Anthropic has acquired Coefficient Bio, a biotech AI startup founded eight months ago, in a stock deal valued at over $400 million. This acquisition adds a team of fewer than 10 individuals, most of whom are former Genentech computational biology researchers, to Anthropic’s healthcare and life sciences division. The move signifies more than just acquiring talent; it demonstrates the maker of Claude’s commitment to utilizing general-purpose AI for advancing drug discovery.

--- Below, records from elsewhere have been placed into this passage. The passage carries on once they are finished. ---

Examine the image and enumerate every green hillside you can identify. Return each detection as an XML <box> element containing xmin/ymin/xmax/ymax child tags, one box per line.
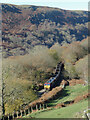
<box><xmin>2</xmin><ymin>38</ymin><xmax>89</xmax><ymax>115</ymax></box>
<box><xmin>24</xmin><ymin>84</ymin><xmax>88</xmax><ymax>118</ymax></box>
<box><xmin>48</xmin><ymin>84</ymin><xmax>88</xmax><ymax>107</ymax></box>
<box><xmin>26</xmin><ymin>100</ymin><xmax>88</xmax><ymax>118</ymax></box>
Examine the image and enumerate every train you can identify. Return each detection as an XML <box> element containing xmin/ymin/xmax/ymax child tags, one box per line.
<box><xmin>44</xmin><ymin>62</ymin><xmax>64</xmax><ymax>91</ymax></box>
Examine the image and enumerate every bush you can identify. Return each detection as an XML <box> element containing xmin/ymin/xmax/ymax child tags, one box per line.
<box><xmin>62</xmin><ymin>42</ymin><xmax>87</xmax><ymax>64</ymax></box>
<box><xmin>75</xmin><ymin>55</ymin><xmax>88</xmax><ymax>82</ymax></box>
<box><xmin>64</xmin><ymin>63</ymin><xmax>78</xmax><ymax>79</ymax></box>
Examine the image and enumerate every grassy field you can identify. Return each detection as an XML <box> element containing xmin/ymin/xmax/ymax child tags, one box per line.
<box><xmin>48</xmin><ymin>84</ymin><xmax>88</xmax><ymax>107</ymax></box>
<box><xmin>24</xmin><ymin>84</ymin><xmax>88</xmax><ymax>118</ymax></box>
<box><xmin>25</xmin><ymin>99</ymin><xmax>88</xmax><ymax>118</ymax></box>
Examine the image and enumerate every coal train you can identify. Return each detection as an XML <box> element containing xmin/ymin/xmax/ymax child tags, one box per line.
<box><xmin>44</xmin><ymin>62</ymin><xmax>64</xmax><ymax>90</ymax></box>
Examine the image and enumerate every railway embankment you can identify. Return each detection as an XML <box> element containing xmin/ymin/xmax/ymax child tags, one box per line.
<box><xmin>23</xmin><ymin>79</ymin><xmax>68</xmax><ymax>110</ymax></box>
<box><xmin>21</xmin><ymin>78</ymin><xmax>86</xmax><ymax>113</ymax></box>
<box><xmin>4</xmin><ymin>80</ymin><xmax>67</xmax><ymax>119</ymax></box>
<box><xmin>35</xmin><ymin>79</ymin><xmax>86</xmax><ymax>107</ymax></box>
<box><xmin>24</xmin><ymin>79</ymin><xmax>88</xmax><ymax>119</ymax></box>
<box><xmin>22</xmin><ymin>79</ymin><xmax>88</xmax><ymax>119</ymax></box>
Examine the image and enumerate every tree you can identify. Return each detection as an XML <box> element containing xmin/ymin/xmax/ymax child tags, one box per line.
<box><xmin>75</xmin><ymin>55</ymin><xmax>88</xmax><ymax>82</ymax></box>
<box><xmin>64</xmin><ymin>63</ymin><xmax>78</xmax><ymax>79</ymax></box>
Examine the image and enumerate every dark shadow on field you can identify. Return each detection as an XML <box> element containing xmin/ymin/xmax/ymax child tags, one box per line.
<box><xmin>47</xmin><ymin>89</ymin><xmax>70</xmax><ymax>107</ymax></box>
<box><xmin>64</xmin><ymin>100</ymin><xmax>74</xmax><ymax>105</ymax></box>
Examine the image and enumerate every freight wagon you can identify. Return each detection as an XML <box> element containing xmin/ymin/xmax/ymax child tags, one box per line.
<box><xmin>44</xmin><ymin>62</ymin><xmax>63</xmax><ymax>90</ymax></box>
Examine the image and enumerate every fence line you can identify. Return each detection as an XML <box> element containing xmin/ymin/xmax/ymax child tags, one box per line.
<box><xmin>3</xmin><ymin>103</ymin><xmax>47</xmax><ymax>120</ymax></box>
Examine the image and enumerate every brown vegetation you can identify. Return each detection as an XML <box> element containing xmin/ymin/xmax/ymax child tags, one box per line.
<box><xmin>2</xmin><ymin>4</ymin><xmax>88</xmax><ymax>57</ymax></box>
<box><xmin>68</xmin><ymin>79</ymin><xmax>85</xmax><ymax>86</ymax></box>
<box><xmin>2</xmin><ymin>38</ymin><xmax>88</xmax><ymax>114</ymax></box>
<box><xmin>0</xmin><ymin>3</ymin><xmax>88</xmax><ymax>118</ymax></box>
<box><xmin>54</xmin><ymin>93</ymin><xmax>89</xmax><ymax>109</ymax></box>
<box><xmin>28</xmin><ymin>86</ymin><xmax>63</xmax><ymax>108</ymax></box>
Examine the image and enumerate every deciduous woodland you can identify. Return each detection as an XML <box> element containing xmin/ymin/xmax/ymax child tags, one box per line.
<box><xmin>0</xmin><ymin>3</ymin><xmax>89</xmax><ymax>119</ymax></box>
<box><xmin>2</xmin><ymin>4</ymin><xmax>88</xmax><ymax>57</ymax></box>
<box><xmin>2</xmin><ymin>38</ymin><xmax>88</xmax><ymax>115</ymax></box>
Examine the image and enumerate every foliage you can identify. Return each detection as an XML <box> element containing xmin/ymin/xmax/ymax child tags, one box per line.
<box><xmin>64</xmin><ymin>63</ymin><xmax>78</xmax><ymax>79</ymax></box>
<box><xmin>2</xmin><ymin>39</ymin><xmax>88</xmax><ymax>114</ymax></box>
<box><xmin>49</xmin><ymin>49</ymin><xmax>59</xmax><ymax>63</ymax></box>
<box><xmin>2</xmin><ymin>4</ymin><xmax>88</xmax><ymax>57</ymax></box>
<box><xmin>75</xmin><ymin>55</ymin><xmax>88</xmax><ymax>82</ymax></box>
<box><xmin>2</xmin><ymin>45</ymin><xmax>57</xmax><ymax>114</ymax></box>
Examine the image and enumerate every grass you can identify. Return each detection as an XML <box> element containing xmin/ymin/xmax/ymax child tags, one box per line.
<box><xmin>23</xmin><ymin>84</ymin><xmax>88</xmax><ymax>118</ymax></box>
<box><xmin>25</xmin><ymin>99</ymin><xmax>88</xmax><ymax>118</ymax></box>
<box><xmin>48</xmin><ymin>84</ymin><xmax>88</xmax><ymax>107</ymax></box>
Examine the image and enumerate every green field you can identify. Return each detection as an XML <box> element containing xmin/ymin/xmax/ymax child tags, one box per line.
<box><xmin>25</xmin><ymin>100</ymin><xmax>88</xmax><ymax>118</ymax></box>
<box><xmin>24</xmin><ymin>84</ymin><xmax>88</xmax><ymax>118</ymax></box>
<box><xmin>48</xmin><ymin>84</ymin><xmax>88</xmax><ymax>107</ymax></box>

The deal, first reported by The Information, involves a company without publicly known products, revenue, or conventional metrics. Coefficient Bio was founded by Samuel Stanton and Nathan C. Frey, both formerly of Prescient Design, Genentech’s computational drug discovery unit. Frey led innovative research in biological foundation models and machine learning for biomolecule design, and his work includes over 20 publications and an ICLR Outstanding Paper Award in 2024.
Coefficient Bio aimed to create AI for scientific advancement, developing a platform for AI to draft drug research plans, manage clinical strategies, and identify drug candidates. Despite its stealth mode, Dimension, a venture firm focusing on tech and life sciences, owned about half the company, now reporting a 38,513 percent return on its investment. This highlights the rapid revaluation of AI in early-stage science, aligning with Anthropic’s $380 billion valuation post-Series G round in February.
The Coefficient Bio team will integrate into Anthropic’s Health Care Life Sciences group, under Eric Kauderer-Abrams. His goal is for Claude to dominate AI in biology, akin to its role in coding, aiming for significant global life science work to run on Claude. The platform, integrating with Benchling, PubMed, and 10x Genomics, is designed to assist researchers throughout the drug discovery process.
This acquisition strengthens Anthropic’s push with Claude for Life Sciences, bringing domain-specific expertise crucial for developing tools tailored for pharmaceutical companies. Anthropic enters a competitive field with other companies like Google DeepMind’s Isomorphic Labs and Nvidia’s partnership with Eli Lilly advancing AI-designed drug discovery. OpenAI’s collaboration with Moderna for personalized cancer vaccines also highlights the sector’s growth.
The surge in venture capital interest in AI-biology crossovers is evident, with Breakout Ventures raising $114 million for early-stage biotechs and Dimension reportedly planning a $700 million fund. The aim is to harness the AI wave in life sciences as in software engineering.
For Anthropic, the strategy is clear: its annual revenue has reached $14 billion, growing significantly across coding, enterprise search, and productivity, with healthcare and life sciences seen as expansive markets for further integration and revenue growth. The $400 million stock purchase of pre-revenue Coefficient Bio is less a valuation of existing assets and more a strategic investment in potential advancements led by Coefficient’s researchers.
Ultimately, whether this bet yields returns hinges on whether frontier AI models can deliver genuine scientific breakthroughs or remain costly literature review tools familiar with molecular biology.